Perhaps there is a theater group out there that would like them.
Please contact me at 933-4252. – Chris, No Town.
Dear Sun Spots: My name is Jacques Rivard and I live in New Brunswick, Canada. I am doing genealogy and am looking for any living relatives of Isidore Caron, married to Philime Theriault.
They had children: Noel Caron married to Marguerite L. Dallaire.
He had two sons and one daughter that I know of for sure: Gerard F. Caron married to Marguerite L. David and Constance L. Caron married to Bruce A. Butler and Robert Louis Caron married to Lois M. White.
If anyone reads this and is or knows of them, I would greatly appreciate it if you would get in contact with me at 506-388-1447. I can also be reached via e-mail: at [email protected]. – Jacques Rivard, Canada.
Dear Sun Spots: Reading your column recently about Edgar Albert Guest and his poem, “Myself,” prompted me to write this letter.

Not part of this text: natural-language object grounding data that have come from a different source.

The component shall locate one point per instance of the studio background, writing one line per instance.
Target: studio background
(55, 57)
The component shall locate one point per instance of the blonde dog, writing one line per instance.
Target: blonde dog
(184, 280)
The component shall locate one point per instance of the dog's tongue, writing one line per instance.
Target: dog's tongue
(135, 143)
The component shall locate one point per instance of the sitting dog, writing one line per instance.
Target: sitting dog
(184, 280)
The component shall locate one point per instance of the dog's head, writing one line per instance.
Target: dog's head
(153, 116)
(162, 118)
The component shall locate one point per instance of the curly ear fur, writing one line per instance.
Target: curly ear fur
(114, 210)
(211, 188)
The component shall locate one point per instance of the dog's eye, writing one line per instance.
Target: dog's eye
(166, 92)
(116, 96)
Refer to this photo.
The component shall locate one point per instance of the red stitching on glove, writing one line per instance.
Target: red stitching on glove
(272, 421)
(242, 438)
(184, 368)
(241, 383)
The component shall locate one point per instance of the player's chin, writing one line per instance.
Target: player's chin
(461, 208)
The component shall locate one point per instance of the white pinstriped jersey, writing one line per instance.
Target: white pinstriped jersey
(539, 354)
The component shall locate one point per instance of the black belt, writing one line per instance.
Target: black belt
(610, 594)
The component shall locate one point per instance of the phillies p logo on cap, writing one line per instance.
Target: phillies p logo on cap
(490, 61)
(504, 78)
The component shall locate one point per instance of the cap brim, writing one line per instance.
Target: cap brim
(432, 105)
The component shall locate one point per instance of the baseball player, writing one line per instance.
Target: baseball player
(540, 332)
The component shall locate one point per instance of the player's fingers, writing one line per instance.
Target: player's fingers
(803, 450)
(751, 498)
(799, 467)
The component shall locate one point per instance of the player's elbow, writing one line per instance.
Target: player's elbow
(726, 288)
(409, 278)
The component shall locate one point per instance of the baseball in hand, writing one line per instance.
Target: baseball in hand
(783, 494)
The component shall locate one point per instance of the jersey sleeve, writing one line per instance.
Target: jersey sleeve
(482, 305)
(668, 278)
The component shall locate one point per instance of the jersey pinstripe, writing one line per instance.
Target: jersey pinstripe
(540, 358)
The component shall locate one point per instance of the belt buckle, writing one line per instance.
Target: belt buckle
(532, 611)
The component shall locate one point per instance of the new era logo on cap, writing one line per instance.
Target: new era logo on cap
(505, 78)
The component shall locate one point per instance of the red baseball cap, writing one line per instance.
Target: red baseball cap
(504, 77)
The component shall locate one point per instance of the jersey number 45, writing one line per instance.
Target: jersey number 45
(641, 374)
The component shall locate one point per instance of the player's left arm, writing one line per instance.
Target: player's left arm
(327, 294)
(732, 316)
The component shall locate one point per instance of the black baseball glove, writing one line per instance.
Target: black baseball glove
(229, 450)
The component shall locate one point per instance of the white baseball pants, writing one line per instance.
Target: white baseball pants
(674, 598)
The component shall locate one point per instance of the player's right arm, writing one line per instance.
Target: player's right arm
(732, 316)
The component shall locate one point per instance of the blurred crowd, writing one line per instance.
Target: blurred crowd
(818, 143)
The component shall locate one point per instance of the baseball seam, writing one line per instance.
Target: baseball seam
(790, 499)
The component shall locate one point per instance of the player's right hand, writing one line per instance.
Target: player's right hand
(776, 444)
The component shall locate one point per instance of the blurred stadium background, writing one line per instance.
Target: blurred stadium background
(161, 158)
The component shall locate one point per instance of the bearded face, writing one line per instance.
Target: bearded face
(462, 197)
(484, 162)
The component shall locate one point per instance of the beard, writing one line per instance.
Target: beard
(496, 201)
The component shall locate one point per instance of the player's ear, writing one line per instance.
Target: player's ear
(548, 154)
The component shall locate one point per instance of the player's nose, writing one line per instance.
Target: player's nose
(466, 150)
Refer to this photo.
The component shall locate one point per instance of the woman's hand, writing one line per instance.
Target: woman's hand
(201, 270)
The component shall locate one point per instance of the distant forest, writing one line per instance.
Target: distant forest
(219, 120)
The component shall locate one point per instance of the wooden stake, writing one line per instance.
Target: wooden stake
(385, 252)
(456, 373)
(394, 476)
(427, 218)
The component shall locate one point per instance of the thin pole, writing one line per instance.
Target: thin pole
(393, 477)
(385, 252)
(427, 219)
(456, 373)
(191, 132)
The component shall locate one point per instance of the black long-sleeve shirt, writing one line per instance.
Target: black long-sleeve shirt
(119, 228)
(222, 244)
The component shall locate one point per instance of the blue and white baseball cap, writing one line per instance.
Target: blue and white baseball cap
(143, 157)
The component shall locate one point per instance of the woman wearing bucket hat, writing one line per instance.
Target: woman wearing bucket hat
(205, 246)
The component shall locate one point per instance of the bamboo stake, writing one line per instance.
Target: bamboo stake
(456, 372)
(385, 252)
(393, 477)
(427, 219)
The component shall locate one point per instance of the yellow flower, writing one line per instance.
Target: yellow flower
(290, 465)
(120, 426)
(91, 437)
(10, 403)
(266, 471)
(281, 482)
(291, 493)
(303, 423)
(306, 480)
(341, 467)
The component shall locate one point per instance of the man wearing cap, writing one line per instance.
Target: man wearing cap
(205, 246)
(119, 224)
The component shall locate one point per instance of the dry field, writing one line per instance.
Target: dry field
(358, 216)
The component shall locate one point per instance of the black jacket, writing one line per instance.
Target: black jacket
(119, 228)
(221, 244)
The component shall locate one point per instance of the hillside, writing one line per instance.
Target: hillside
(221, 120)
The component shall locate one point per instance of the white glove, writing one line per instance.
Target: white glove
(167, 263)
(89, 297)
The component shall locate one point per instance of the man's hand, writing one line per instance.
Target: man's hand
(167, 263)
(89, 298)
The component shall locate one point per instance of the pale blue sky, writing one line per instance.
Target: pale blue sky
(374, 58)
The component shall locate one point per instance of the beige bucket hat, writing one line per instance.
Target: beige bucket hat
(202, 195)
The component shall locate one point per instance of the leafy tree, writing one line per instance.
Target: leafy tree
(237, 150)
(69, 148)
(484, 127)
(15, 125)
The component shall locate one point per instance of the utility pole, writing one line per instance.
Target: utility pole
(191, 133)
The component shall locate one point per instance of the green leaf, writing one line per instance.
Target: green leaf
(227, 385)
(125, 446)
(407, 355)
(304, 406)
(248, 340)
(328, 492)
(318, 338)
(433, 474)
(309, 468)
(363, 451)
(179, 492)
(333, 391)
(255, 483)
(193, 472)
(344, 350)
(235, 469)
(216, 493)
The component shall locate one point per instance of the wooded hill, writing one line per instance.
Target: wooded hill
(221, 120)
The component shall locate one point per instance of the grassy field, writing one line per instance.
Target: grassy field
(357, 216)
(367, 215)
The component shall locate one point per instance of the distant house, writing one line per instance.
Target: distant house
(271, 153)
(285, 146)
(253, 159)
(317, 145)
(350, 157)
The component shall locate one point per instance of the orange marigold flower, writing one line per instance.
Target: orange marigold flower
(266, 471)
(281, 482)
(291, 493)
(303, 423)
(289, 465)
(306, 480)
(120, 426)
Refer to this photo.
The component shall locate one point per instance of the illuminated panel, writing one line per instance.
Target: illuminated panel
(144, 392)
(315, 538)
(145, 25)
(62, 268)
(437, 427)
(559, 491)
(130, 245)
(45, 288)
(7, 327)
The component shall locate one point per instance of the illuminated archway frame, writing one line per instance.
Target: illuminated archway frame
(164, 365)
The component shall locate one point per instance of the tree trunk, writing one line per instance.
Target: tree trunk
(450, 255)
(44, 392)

Edgar Guest has been one of my favorite people, and poet, for many, many years now.
He must have been a wonderful human being. His philosophy of life is shown in the thousand or more little gems of wisdom that run through all his poems. He had a remarkable gift of rhyming simple words together to express great and profound truths.
I am so surprised that so many people I talk to about him, have never heard of him. If you are one, I say please get acquainted with him and his poetry.
He will comfort you, enlighten you and just make you feel uplifted.
He wrote about every day matters.
I have his complete works in a single volume “Collected Verse of Edgar A. Guest.”
I am enclosing one of his most meaningful poems, in my opinion, because it is just as true as some 80 or 90 years ago. – Ambrose Flynn, Oxford.
What We Need
We were settin’ there an’ smokin’ of our pipes,
discussin’ things,
Like licker, votes for wimmin, an’ the totterin’
thrones of kings,
When he ups an’ strokes his whiskers with his
hand ‘an says t’me:
“Changin’ laws an’ legislatures ain’t, as fur as
I can see,
Goin’ to make this world much better, unless
somehow we can
Find a way to make a better an’ a finer sort
o’ man.
“The trouble ain’t with statutes or with systems
– not at all;
It’s with humans jest like we air an’ their petty
ways an’ small.
We could stop our writin’ law-books an’ our
regulatin’ rules
If a better sort of manhood was the product of
our schools.
For the things that we air needin’ ain’t no writin’
from a pen
Or bigger guns to shoot with, but a bigger type
of men.
“I reckon all these problems air jest ornery like
the weeds.
They grow in soil that oughta nourish only
decent deeds,
An’ they waste our time an’ fret us when, if we
were thinkin’ straight
An’ livin’ right, they wouldn’t be so terrible
an’ great.
A good horse needs no snaffle, an’ a good man,
I opine,
Doesn’t need a law to check him or to force him
into line.
“If we ever start in teachin’ to our children,
year by year,
How to live with one another, there’ll be less o’
trouble here.
If we’d teach ’em how to neighbor an’ to walk
in honor’s ways,
We could settle every problem which the mind
o’ man can raise.
What we’re needin’ isn’t systems or some regulatin’ plan,
But a bigger an’ a finer an’ a truer type o’ man.”